The group traveled back to Oaxaca City on June 28 and took a chocolate tasting and learning tour of Oaxaca’s various markets and chocolatiers on June 29.

Chocolate atole, a traditional Mesoamerican hot chocolate drink with red (left) and white(right) cacao in the background

Tejate, a traditional Oaxacan cold chocolate drink

Students enjoying tejate in the Benito Juárez Market

June 30

Students took a cooking class, in which they shopped for local food ingredients and learned how to cook in the Oaxacan way.

Shopping in the market

Genesis making chocolate

Jesus cooking beef “tripe”

Aubrey and Yazley decorating tortilla

Shruti toasting chapulines and chicatanas

July 1

Students explored the beautiful city of Oaxaca.

Oaxaca city sign in front of the Church of Santo Domingo de Guzmán

Inside of the church

Fountain in the Cultural Centre of Oaxaca

July 2

The SOULA group returned to the Ixpantepec Nieves and stayed for three days. On July 2 evening, two farmers gave a lecture on fertilizers.

The fertilizer lesson

July 3

Don Juan gave a horticulture lesson to the SOULA group. The students toured his garden full of apple, avocado, banana, fig, papaya, peach, pomegranate, and plum trees.

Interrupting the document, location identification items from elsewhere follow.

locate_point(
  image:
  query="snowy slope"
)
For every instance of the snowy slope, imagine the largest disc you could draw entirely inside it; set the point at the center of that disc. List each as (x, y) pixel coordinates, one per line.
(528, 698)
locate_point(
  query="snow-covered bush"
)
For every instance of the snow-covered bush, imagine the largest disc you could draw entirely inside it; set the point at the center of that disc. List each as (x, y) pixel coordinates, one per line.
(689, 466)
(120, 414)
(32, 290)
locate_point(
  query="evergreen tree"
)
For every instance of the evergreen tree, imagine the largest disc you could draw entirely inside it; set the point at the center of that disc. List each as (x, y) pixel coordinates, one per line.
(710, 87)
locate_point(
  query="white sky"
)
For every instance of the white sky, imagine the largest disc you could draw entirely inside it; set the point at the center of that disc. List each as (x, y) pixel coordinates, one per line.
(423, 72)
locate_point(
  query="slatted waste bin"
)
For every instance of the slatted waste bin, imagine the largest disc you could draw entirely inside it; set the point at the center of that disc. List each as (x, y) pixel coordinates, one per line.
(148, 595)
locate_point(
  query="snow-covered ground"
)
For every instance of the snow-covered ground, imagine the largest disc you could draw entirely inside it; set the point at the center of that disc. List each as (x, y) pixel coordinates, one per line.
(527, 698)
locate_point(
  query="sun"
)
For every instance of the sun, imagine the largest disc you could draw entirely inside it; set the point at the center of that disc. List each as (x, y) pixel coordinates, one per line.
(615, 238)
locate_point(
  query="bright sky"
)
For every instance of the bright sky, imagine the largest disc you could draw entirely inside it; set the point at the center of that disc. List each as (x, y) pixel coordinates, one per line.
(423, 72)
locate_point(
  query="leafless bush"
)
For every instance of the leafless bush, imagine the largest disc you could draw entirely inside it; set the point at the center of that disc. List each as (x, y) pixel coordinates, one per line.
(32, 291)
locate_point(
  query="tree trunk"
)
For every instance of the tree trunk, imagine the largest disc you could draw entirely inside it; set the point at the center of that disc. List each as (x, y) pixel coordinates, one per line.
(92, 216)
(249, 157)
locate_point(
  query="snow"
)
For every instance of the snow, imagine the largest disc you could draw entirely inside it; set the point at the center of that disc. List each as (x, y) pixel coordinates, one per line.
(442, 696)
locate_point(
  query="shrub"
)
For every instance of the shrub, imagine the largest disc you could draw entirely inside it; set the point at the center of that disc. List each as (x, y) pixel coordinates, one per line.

Students in Don Juan’s garden

In the afternoon, students weeded in Don Juan’s milpa field.

Students weeding in the milpa field

Students learned how to cook with the seeds of huaje, the tree Oaxaca derives its name from.

Splitting the huaje pod

July 4

In the morning, students learned how to cook pozole.

Pozole soup

In the afternoon, students prepared a milpa field for the second tillage. We investigated the erosion problem in the community. Don Juan explained his erosion management experiments.

Students working in the milpa field

The community suffers from erosion

July 5 – July 6

The group traveled back to Oaxaca City on July 5 and took a mezcal tour on July 6.

Various agave hearts for mezcal production

The SOULA group in front of a pit oven

July 7

The group took a ceramics class on July 7.

Ceramics class

July 8

The Summer Field School was concluded. We left the beautiful Oaxaca City and returned to San Diego.